2009/09/22

Estilete

Desconfio sempre dos entusiasmos bovinos em redor de certos autores. Como o recente e orgástico alarde à volta do escritor Roberto Bolaño. Está na boca de toda a gente. Fizeram-lhe até uma festa de lançamento com direito a leitura de excertos pela Soraia Chaves e shots de margueritas. Um horror. A literatura já não é o que era. A literatura, mesmo a que se quer decente, a tal do cânone, está na moda. E tudo o que está na moda perde o encanto. Torna-se ordinário. Quero os livros que leio para mim. É uma coisa um bocado parva e elitista mas que assumo. Não faço questão de os partilhar, aos meus livros, com ninguém. Muitos menos de os escalpelizar, analisar, comentar, comparar enquanto bebo martinis e estilhaço, com uma boca ultra shiny, um croquete de porco preto.

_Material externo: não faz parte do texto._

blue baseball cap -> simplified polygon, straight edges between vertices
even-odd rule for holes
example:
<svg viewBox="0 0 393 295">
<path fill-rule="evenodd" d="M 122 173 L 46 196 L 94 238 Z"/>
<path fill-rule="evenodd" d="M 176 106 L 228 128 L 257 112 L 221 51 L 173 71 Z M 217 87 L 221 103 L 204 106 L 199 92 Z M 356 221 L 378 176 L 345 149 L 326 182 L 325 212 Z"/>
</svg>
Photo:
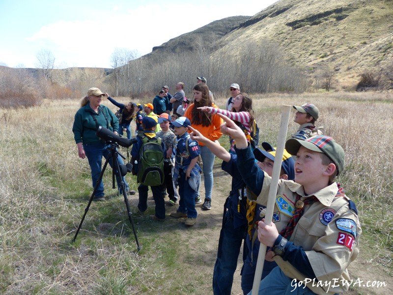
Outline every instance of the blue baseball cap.
<svg viewBox="0 0 393 295">
<path fill-rule="evenodd" d="M 189 125 L 191 125 L 191 122 L 188 118 L 186 117 L 179 117 L 174 122 L 171 122 L 170 123 L 176 127 L 188 127 Z"/>
<path fill-rule="evenodd" d="M 276 156 L 276 150 L 267 152 L 260 148 L 255 148 L 253 151 L 253 152 L 255 158 L 259 162 L 263 162 L 265 160 L 265 158 L 270 159 L 274 162 Z M 294 161 L 292 156 L 286 150 L 284 149 L 281 167 L 284 171 L 284 173 L 288 176 L 288 179 L 289 180 L 295 179 L 295 170 L 293 168 L 294 165 L 295 161 Z"/>
</svg>

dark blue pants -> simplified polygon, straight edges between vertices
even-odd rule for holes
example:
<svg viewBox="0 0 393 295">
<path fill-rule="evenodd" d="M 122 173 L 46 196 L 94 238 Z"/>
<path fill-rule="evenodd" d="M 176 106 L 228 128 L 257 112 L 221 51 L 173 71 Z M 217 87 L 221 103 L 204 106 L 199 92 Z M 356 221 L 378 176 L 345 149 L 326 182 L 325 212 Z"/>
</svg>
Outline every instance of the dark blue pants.
<svg viewBox="0 0 393 295">
<path fill-rule="evenodd" d="M 196 218 L 197 212 L 195 208 L 195 197 L 196 192 L 190 186 L 188 180 L 186 180 L 186 174 L 180 171 L 178 180 L 179 183 L 179 208 L 177 211 L 187 213 L 190 218 Z"/>
<path fill-rule="evenodd" d="M 101 166 L 102 165 L 102 157 L 104 156 L 106 159 L 109 155 L 110 150 L 109 148 L 110 145 L 106 144 L 91 144 L 83 145 L 83 148 L 84 149 L 84 153 L 86 154 L 86 156 L 89 161 L 89 165 L 90 168 L 91 169 L 91 179 L 93 182 L 93 188 L 95 186 L 97 181 L 98 180 L 98 177 L 101 173 Z M 124 164 L 123 160 L 119 155 L 117 155 L 117 161 L 119 164 Z M 109 160 L 109 164 L 112 167 L 112 159 Z M 113 167 L 112 167 L 113 169 Z M 125 178 L 123 176 L 120 179 L 119 177 L 117 177 L 117 175 L 116 174 L 116 180 L 117 182 L 117 189 L 119 192 L 121 192 L 121 186 L 120 182 L 121 180 L 123 180 L 125 183 L 126 189 L 128 189 L 128 184 L 125 180 Z M 104 197 L 104 183 L 101 179 L 101 182 L 98 185 L 98 187 L 95 192 L 95 197 L 100 198 Z"/>
<path fill-rule="evenodd" d="M 249 238 L 247 236 L 246 238 Z M 259 243 L 259 241 L 258 242 Z M 254 245 L 255 247 L 255 245 Z M 259 251 L 259 247 L 258 247 Z M 250 251 L 250 249 L 249 249 Z M 254 283 L 254 277 L 256 269 L 256 262 L 258 259 L 258 252 L 254 252 L 253 261 L 251 261 L 251 254 L 249 252 L 249 255 L 244 260 L 244 264 L 242 269 L 242 290 L 244 294 L 247 294 L 253 290 L 253 285 Z M 263 263 L 263 269 L 262 271 L 261 280 L 269 274 L 270 272 L 277 266 L 277 264 L 274 261 L 265 261 Z"/>
<path fill-rule="evenodd" d="M 124 123 L 124 124 L 119 124 L 119 130 L 117 133 L 119 135 L 123 135 L 123 129 L 126 129 L 127 133 L 127 138 L 131 139 L 131 127 L 130 126 L 129 123 Z"/>
<path fill-rule="evenodd" d="M 150 186 L 150 188 L 153 193 L 153 198 L 156 203 L 156 216 L 164 219 L 165 218 L 165 202 L 161 193 L 161 186 Z M 141 212 L 144 212 L 147 209 L 147 192 L 148 191 L 148 186 L 143 184 L 140 184 L 138 186 L 138 193 L 139 193 L 138 209 Z"/>
<path fill-rule="evenodd" d="M 242 243 L 246 236 L 247 224 L 236 228 L 233 227 L 233 217 L 228 210 L 224 216 L 220 233 L 217 259 L 213 273 L 213 292 L 215 295 L 230 295 L 233 274 Z M 243 259 L 247 255 L 243 248 Z"/>
</svg>

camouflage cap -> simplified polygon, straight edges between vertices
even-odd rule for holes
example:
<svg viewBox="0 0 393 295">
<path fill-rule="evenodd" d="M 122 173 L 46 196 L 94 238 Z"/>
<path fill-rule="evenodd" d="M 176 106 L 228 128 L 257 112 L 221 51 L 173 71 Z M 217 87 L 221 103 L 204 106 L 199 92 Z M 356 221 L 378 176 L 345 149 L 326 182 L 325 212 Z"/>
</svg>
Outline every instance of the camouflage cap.
<svg viewBox="0 0 393 295">
<path fill-rule="evenodd" d="M 285 143 L 285 149 L 291 155 L 296 155 L 301 146 L 310 150 L 323 152 L 328 156 L 336 165 L 338 174 L 344 170 L 345 157 L 344 150 L 331 137 L 315 135 L 306 140 L 291 138 Z"/>
</svg>

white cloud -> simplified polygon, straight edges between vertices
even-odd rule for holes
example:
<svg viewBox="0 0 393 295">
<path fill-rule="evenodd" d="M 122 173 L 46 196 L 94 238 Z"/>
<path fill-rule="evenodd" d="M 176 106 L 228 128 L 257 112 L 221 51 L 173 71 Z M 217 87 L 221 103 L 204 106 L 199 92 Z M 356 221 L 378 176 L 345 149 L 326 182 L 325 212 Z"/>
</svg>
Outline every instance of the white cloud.
<svg viewBox="0 0 393 295">
<path fill-rule="evenodd" d="M 116 47 L 146 54 L 154 46 L 215 20 L 244 15 L 250 5 L 264 5 L 253 0 L 247 4 L 237 5 L 236 11 L 232 5 L 209 3 L 144 3 L 128 10 L 120 4 L 112 11 L 95 11 L 84 20 L 46 25 L 27 41 L 32 47 L 51 51 L 56 65 L 110 67 Z"/>
</svg>

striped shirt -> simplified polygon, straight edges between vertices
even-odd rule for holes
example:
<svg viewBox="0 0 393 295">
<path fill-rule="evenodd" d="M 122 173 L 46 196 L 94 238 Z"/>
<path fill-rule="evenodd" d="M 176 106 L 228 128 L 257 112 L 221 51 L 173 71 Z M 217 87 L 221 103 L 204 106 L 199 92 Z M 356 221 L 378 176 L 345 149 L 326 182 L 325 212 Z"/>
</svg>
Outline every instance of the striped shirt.
<svg viewBox="0 0 393 295">
<path fill-rule="evenodd" d="M 247 130 L 249 134 L 251 134 L 251 130 L 250 127 L 251 123 L 250 113 L 248 112 L 229 112 L 226 110 L 222 110 L 221 109 L 216 109 L 215 108 L 210 108 L 209 110 L 209 114 L 216 114 L 217 113 L 221 114 L 224 116 L 226 116 L 228 118 L 234 121 L 237 121 L 242 123 L 242 124 Z M 248 139 L 247 139 L 248 140 Z M 235 141 L 231 141 L 230 150 L 233 152 L 235 151 L 234 146 L 235 145 Z"/>
</svg>

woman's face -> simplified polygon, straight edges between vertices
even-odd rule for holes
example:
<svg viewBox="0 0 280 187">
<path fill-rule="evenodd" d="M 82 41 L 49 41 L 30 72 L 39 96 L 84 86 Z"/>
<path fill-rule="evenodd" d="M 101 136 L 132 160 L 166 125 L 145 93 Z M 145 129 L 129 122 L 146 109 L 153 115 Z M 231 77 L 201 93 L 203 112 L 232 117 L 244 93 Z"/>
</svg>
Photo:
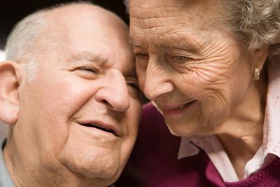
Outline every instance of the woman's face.
<svg viewBox="0 0 280 187">
<path fill-rule="evenodd" d="M 214 0 L 130 1 L 140 88 L 175 134 L 220 130 L 252 85 L 255 58 L 217 22 L 218 8 Z"/>
</svg>

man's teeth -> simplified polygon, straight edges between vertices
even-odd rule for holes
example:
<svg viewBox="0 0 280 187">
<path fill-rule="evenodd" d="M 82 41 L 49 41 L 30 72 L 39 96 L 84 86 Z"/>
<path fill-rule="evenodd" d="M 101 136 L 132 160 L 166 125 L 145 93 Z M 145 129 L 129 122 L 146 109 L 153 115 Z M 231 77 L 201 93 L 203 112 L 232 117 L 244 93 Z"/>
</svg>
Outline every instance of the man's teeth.
<svg viewBox="0 0 280 187">
<path fill-rule="evenodd" d="M 108 131 L 111 130 L 111 129 L 108 129 L 108 128 L 106 128 L 106 127 L 100 126 L 100 125 L 97 125 L 97 124 L 91 123 L 91 125 L 93 125 L 93 126 L 94 126 L 94 127 L 99 127 L 99 128 L 102 128 L 102 129 L 104 129 L 104 130 L 108 130 Z"/>
<path fill-rule="evenodd" d="M 178 109 L 183 109 L 185 107 L 185 104 L 184 105 L 181 105 L 181 106 L 178 106 Z"/>
</svg>

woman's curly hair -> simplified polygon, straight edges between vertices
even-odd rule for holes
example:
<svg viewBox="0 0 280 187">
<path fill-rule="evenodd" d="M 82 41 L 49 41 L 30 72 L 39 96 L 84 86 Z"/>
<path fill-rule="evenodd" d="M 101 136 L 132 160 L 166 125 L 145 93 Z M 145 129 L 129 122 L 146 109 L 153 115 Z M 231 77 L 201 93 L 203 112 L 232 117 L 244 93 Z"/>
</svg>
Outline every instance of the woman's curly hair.
<svg viewBox="0 0 280 187">
<path fill-rule="evenodd" d="M 280 56 L 280 0 L 227 0 L 222 21 L 247 49 Z"/>
</svg>

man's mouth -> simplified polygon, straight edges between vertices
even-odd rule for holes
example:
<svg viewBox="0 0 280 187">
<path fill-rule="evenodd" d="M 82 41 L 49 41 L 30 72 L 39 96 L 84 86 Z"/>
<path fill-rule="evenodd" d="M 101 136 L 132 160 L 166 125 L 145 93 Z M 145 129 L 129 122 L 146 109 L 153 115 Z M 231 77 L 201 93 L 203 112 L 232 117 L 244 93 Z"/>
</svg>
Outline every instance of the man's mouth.
<svg viewBox="0 0 280 187">
<path fill-rule="evenodd" d="M 110 128 L 107 128 L 105 127 L 104 126 L 102 126 L 98 124 L 95 124 L 95 123 L 85 123 L 85 124 L 80 124 L 81 125 L 84 126 L 84 127 L 93 127 L 93 128 L 97 128 L 107 132 L 110 132 L 112 133 L 113 134 L 114 134 L 115 136 L 116 136 L 115 132 L 110 129 Z"/>
</svg>

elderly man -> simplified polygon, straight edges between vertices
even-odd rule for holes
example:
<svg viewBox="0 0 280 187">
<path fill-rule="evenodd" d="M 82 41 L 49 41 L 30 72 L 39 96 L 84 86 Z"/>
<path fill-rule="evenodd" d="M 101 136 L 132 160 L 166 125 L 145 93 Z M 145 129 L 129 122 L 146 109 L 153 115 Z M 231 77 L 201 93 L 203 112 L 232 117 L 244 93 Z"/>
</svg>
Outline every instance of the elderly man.
<svg viewBox="0 0 280 187">
<path fill-rule="evenodd" d="M 139 186 L 280 186 L 280 1 L 130 0 L 130 15 L 153 103 Z"/>
<path fill-rule="evenodd" d="M 33 13 L 0 64 L 1 186 L 108 186 L 138 130 L 141 103 L 128 28 L 73 3 Z"/>
</svg>

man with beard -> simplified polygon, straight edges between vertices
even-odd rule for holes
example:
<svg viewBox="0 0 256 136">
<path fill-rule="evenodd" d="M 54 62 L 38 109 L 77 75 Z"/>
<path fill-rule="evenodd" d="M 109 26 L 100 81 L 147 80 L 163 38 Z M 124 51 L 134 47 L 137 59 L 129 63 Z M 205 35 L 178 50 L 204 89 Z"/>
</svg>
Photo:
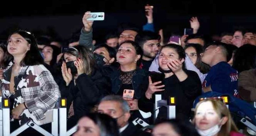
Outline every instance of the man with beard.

Por exemplo, nunca encontrei ninguém que, como eu, tivesse lido o Em Nome da Terra. É, de todos os livros que li, o que mais gosto, o que mais me comove, o que amo em silêncio, com algum embaraço. Vivo na ilusão de que o Vergílio Ferreira o escreveu para mim. Gosto de acreditar que, apesar de muitos o terem lido, só eu me deixei envolver por aquela teia de palavras, só eu fui capaz de lhe ir ao âmago porque só eu sei o que é viver dentro de um corpo morto. Temo, juro que temo, o dia em que a Bárbara Guimarães, entrevistada por uma qualquer Ana Sousa Dias, faiscando os olhos impecavelmente maquilhados, ajeitando a gola do vestido José António Tenente, enuncie o Em Nome da Terra como o seu livro permanente de cabeceira. Nesse dia, eu sei, o destino será meu amigo e deixará ao meu alcance um estilete que hei-de enterrar no peito para por fim à humilhação suprema de ver o meu livro amado por quem desprezo com fúria e insensatez. Nunca mais lerei um livro na vida.